Har Adar banning movement of Palestinians
Official order forbids Arab laborers to walk around Jerusalem corridor community. Association for Civil Rights: This is racism. 'I can't understand what's wrong with what we're doing,' says Har Adar's security officer
Danny Adino Ababa
Palestinian laborers are forbidden to walk around the community of Har Adar in the Jerusalem corridor. They are allowed to work, but cannot simply roam the area. This is the local council's policy.
Some 600 Palestinian workers arrived every morning at Har Adar, a community located beyond the Green Line which accommodates many military and security officials.
The laborers are forbidden to move on foot in the community, and are even not allowed to shop at the local grocery store. They must ask their employer to take care of their needs or drive them wherever they wish to go.
The instruction appears on the community's website, where it is stated explicitly that "laborers are strictly forbidden to move around the community on foot, between the construction sites."
Palestinian laborers working in the community refused to discuss the matter on Saturday. "We're not allowed to talk," said one of them, an east Jerusalem resident. "Talk to the contractor, he'll tell you everything."
Attorney Limor Yehuda of the Association for Civil Rights in Israel is infuriated by this matter. In a letter sent to the community's council she determined that a local council like Har Adar has no authority to issue such orders against Palestinian workers.
"This is a racist instruction based on a general fear of Arabs, which is reminiscent of dark days in the history of mankind," she wrote.
The community's lawyer said in his response to Attorney Yehuda that he trusts the Border Guard's formality and believes there is no reason to unload the workers at the entrance to the community and let them walk a long distance to the construction site.

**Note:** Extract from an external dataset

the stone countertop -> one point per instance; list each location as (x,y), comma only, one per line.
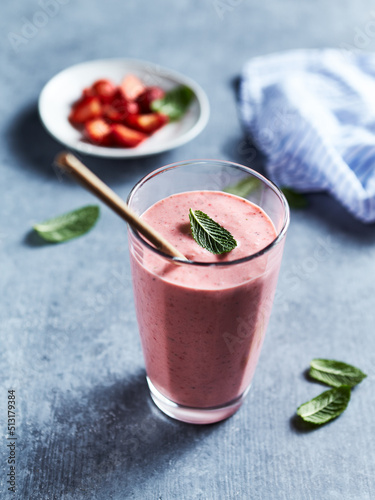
(85,425)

An Israel Defense Forces also told Attorney Yehuda that the instruction is aimed at maintaining the Palestinian workers' rights.

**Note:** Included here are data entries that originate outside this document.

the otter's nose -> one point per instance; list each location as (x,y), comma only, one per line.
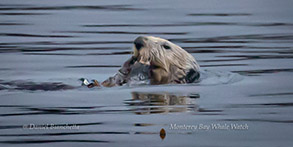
(139,42)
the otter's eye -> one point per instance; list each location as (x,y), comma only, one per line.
(167,47)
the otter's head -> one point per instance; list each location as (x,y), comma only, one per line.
(163,54)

"These instructions were meant to express a balance between the desire to allow the employment of Palestinian workers in Israeli communities and the great risk in the Palestinian laborers' entry into Israeli communities," the IDF said in an official response to Attorney Yehuda.
"This reply devastated me the most," said Attorney Yehuda, "because it ignores the Palestinians' human rights and treats them as a resource."
'Understandable security reasons'
Har Adar's security officer, Yair Fischer, doesn’t understand what the fuss is all about. "We have 500 to 600 Palestinians in the community. This instruction is meant to protect the community's residents. This isn't even my personal instruction, but a military order forbidding Palestinians to walk around an area like the community."
Palestinian workers who arrive at the community undergo a strict security check by the Shin Bet, but Fischer is unimpressed.
"The Shin Bet doesn’t always know with what tantrum a Palestinian might wake up. These things have happened before," he says. "I don't think Har Adar's residents should be afraid or fear Palestinians walking around the community.
"Laborers who wish to shop in the grocery store do it through a ride to the store. They are satisfied with that and so are we. The Palestinian workers don’t have to walk a long distance inside the community in the rain or in the sun. I just can't understand what is wrong with what we're doing."
The IDF Spokesperson's Unit said in response, "In accordance with the instructions of security officials, the movement of Palestinian laborers in the community is accompanied by the employer or his representative.
"This is in order to guarantee security and prevent illegal residents from entering the State of Israel. This is not a ban on movement, but a need for accompaniment for understandable security reasons."